Function follows form in biology. Knowing the structure of a protein (or nucleic acid) is crucial for understanding how it works in nature, how it may affect plant, animal, or human health, and how it could be targeted (or harnessed) to improve the human condition. The Protein Data Bank (PDB) is the global archive of three-dimensional (3D) biomolecular structure data [1, 2]. Founded in 1971 with just seven protein structures as the first open-access digital data resource in all of biology, the PDB today houses more than 168,000 structures of proteins, DNA, RNA, macromolecular machines, viruses, and virus-like particles. The US-funded Research Collaboratory for Structural Bioinformatics Protein Data Bank (RCSB PDB;, a founding member of the Worldwide Protein Data Bank (wwPDB) partnership [3], integrates the entire corpus of PDB data with ~40 external biodata resources, and provides easy-to-use web-based search and molecular visualization tools to assist many millions of PDB data consumers worldwide in finding, analyzing, and visualizing 3D structures of macromolecules and their complexes with one another, drugs, antibodies, enzyme cofactors, etc.

This wealth of structural information is particularly useful in the field of cancer biology, wherein changes in DNA sequence that manifest themselves at the level of protein 3D structure and biochemical function can have extreme consequences for human health and disease [4]. Structural information is also central in the search for new approaches to diagnostics and therapeutic interventions, as we seek to block or modify these changes and their oncogenic effects [5, 6]. The PDB archive currently holds structural information covering all aspects of cancer biology, ranging from the molecular details of oncogenic mutations, to mechanisms of important cellular processes such as apoptosis, to structural characterization of the molecular machines underlying organism-scale processes such as neovascularization and metastasis. For the avoidance of doubt, current PDB holdings include 3D structures of the protein targets for >90% of the 79 new antineoplastic agents [54 small molecules, 25 biologics] approved by US Food and Drug Administration 2010–2018 [6]. In this review article, we use human papillomavirus (HPV) as a case study to highlight several diverse examples from this continuously growing corpus of 3D biostructure information, and the powerful tools available from the RCSB PDB for making effective use of them in the field of cancer research.

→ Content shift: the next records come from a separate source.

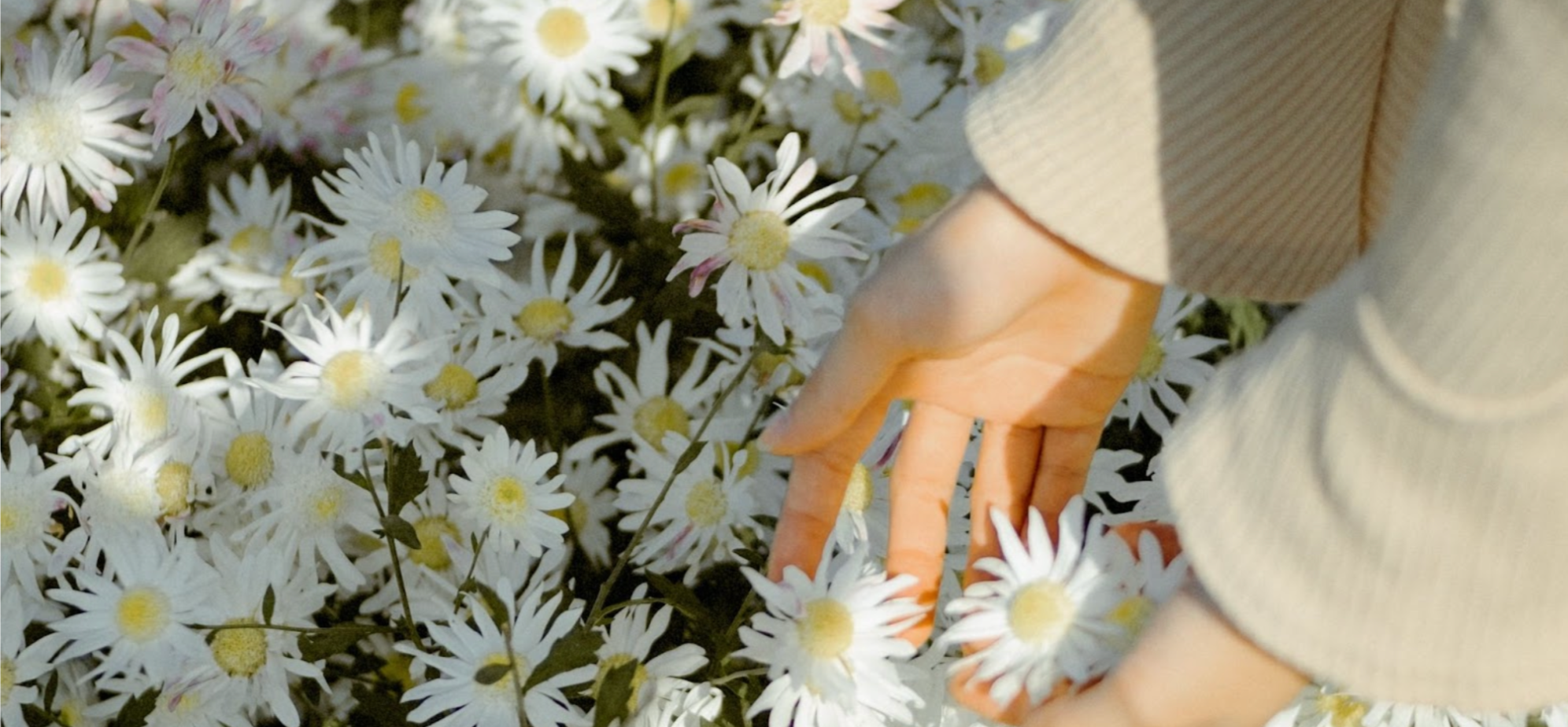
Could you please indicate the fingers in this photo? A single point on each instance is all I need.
(1065, 456)
(1004, 478)
(921, 489)
(852, 371)
(815, 493)
(1192, 668)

Fundamental biology: revealing and understanding the HPV proteome

HPV are nonenveloped double-strand DNA viruses that infect epithelial cells. Infections with most HPV types lead to self-limiting benign lesions (a.k.a. warts), but several sexually transmitted genital high-risk types (e.g., HPV16 and HPV18) cause cervical carcinomas—the leading cause of death among female cancer patients worldwide [7, 8] —and some head and neck cancers [9]. The HPV genome encodes two classes of proteins: six early nonstructural regulatory proteins (denoted with “E” names), and two late structural proteins L1 and L2 [10]. Macromolecular crystallography (MX), NMR spectroscopy (NMR), and, increasingly, cryo-electron microscopy (3DEM) have all been used to determine 3D structures of viral proteins of HPV and related papillomaviruses, and their interactions with host proteins (Table 1). Some of these structures provide critical insights into the architecture of the papillomavirus capsid, composed of the L1 and L2 proteins, and explain how HPV virus-like particles can elicit an immune response and be recognized by antibodies that neutralize the virus. Other 3D structures reveal the atomic details pertaining to the function of the HPV early proteins, including those of E1 and E2 and their roles in viral replication, and those of E6 and E7 as they recognize and bind to intracellular proteins and frustrate host tumor suppressors, leading to oncogenic transformation.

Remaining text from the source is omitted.